The liberty principle for this Freedom Friday is that
we must elect fiscally-conservative governors if we want more jobs and lower
unemployment in our states. The data
shows that governors can greatly affect the rate of unemployment in their
states by the policies they establish.
The 17 states that elected new Republican
governors in November 2010 have experienced a decline in their unemployment
rates since January 2011. The 17 states
are: Alabama ,
Florida , Georgia ,
Iowa , Kansas ,
Maine , Michigan ,
New Mexico , Nevada ,
Ohio , Oklahoma ,
Pennsylvania , South
Dakota , South Carolina , Tennessee , Wisconsin ,
and Wyoming .
Robert Elliott of the Orlando Political Buzz Examiner wrote:
"Every single one of these 17
states has seen its unemployment rate decline since January 2011. Three of them have had unemployment drop by
more than 2% (Michigan , Florida ,
and Nevada ). The average drop in the unemployment rate in
these states was 1.35%. For a
comparison, in January 2011 the U.S.
national unemployment rate stood at 9.1%.
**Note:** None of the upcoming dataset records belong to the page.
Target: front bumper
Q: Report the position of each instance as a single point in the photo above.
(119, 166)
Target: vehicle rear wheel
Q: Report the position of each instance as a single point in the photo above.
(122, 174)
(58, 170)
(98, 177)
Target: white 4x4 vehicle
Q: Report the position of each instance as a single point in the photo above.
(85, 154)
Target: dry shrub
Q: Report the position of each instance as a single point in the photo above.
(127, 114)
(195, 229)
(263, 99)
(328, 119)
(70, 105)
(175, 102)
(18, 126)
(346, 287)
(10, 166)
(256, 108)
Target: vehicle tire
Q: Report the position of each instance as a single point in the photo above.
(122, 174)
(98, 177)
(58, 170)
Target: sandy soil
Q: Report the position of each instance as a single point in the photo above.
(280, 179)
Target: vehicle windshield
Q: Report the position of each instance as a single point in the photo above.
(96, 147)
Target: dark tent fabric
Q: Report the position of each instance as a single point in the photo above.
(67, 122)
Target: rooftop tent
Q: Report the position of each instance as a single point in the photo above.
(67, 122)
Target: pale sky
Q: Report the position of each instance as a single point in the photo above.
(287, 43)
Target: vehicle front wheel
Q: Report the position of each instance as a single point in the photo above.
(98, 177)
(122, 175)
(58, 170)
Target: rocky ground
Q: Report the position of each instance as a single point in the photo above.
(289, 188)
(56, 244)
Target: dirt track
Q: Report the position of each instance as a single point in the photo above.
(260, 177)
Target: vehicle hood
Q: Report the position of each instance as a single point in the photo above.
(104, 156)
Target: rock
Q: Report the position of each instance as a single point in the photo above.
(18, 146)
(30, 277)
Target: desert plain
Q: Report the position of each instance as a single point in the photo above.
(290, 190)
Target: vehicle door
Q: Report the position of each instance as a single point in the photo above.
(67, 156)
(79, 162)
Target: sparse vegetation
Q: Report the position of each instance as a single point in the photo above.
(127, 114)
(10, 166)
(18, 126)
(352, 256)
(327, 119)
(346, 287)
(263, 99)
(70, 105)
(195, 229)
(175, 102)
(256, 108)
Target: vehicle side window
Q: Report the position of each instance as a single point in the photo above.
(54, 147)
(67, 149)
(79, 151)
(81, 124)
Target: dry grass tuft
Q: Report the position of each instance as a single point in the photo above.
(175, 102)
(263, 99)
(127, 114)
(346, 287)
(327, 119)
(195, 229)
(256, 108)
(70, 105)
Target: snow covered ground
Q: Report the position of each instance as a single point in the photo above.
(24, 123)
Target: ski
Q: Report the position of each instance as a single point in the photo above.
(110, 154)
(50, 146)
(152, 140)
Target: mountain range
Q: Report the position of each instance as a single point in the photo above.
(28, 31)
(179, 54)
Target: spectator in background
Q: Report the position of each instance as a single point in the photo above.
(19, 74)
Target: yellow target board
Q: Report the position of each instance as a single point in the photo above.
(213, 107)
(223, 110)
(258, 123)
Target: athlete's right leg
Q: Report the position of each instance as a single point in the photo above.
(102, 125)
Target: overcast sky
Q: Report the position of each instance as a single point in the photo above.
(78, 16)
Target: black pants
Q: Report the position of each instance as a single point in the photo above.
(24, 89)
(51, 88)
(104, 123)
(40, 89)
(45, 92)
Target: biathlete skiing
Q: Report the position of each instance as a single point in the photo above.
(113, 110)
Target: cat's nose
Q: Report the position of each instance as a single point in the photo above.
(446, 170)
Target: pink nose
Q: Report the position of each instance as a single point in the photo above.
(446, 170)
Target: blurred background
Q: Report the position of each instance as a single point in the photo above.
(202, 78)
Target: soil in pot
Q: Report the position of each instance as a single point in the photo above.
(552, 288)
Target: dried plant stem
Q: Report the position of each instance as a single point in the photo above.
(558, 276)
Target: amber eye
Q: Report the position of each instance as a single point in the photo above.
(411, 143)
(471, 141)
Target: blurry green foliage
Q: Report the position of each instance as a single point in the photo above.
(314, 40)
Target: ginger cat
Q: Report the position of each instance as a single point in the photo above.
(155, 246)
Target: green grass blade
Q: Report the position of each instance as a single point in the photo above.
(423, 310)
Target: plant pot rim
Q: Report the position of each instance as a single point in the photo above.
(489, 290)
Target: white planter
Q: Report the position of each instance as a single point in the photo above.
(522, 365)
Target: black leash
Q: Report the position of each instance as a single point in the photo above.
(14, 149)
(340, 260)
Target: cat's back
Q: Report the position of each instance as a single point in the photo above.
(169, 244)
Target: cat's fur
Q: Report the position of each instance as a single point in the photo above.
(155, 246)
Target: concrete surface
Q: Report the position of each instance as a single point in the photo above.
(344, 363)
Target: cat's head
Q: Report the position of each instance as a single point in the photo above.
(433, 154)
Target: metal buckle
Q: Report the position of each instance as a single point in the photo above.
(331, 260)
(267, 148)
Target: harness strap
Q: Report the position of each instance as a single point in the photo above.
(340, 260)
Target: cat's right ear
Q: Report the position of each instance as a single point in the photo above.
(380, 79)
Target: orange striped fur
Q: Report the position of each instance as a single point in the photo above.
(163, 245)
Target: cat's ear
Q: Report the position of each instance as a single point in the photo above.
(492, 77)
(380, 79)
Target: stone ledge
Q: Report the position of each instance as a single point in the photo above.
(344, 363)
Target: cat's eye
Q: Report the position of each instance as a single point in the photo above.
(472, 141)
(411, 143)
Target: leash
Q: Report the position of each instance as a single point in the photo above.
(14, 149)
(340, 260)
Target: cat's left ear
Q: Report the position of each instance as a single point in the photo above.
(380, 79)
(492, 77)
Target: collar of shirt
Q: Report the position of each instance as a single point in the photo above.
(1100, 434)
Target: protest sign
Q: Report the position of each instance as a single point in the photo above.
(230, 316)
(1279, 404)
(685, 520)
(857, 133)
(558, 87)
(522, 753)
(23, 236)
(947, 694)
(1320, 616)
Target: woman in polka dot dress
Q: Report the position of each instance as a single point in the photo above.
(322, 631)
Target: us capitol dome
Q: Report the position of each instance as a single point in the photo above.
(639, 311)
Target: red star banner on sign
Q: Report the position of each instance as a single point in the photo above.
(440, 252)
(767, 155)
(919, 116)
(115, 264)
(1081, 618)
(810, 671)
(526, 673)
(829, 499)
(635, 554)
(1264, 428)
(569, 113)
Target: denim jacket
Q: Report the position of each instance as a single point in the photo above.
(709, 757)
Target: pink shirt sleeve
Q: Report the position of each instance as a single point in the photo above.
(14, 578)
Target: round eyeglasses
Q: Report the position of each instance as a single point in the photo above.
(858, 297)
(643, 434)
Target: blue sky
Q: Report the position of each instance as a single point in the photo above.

It is currently 8.2%, meaning that the national unemployment rate has
declined by just 0.9% since then. Based
on these percentages, it can be said that the job market in states with new
Republican governors is improving a full 50% faster than the job market
nationally."
The eight states that elected new Democratic
governors in 2010 have not fared so well.
These eight states are California , Colorado , Connecticut , Hawaii , Minnesota , New York , Oregon , and Vermont .
Elliott wrote:
"The average drop in the unemployment rate in these states was
0.95%, approximately the same as the drop seen nationally. It's interesting to
note than one of these states (New
York ) has actually experienced an increase in its
unemployment rate since January 2011.
"Based on this data, it appears that the
policies being implemented at the state level by newly elected Republican
governors are having a positive impact in terms of job creation."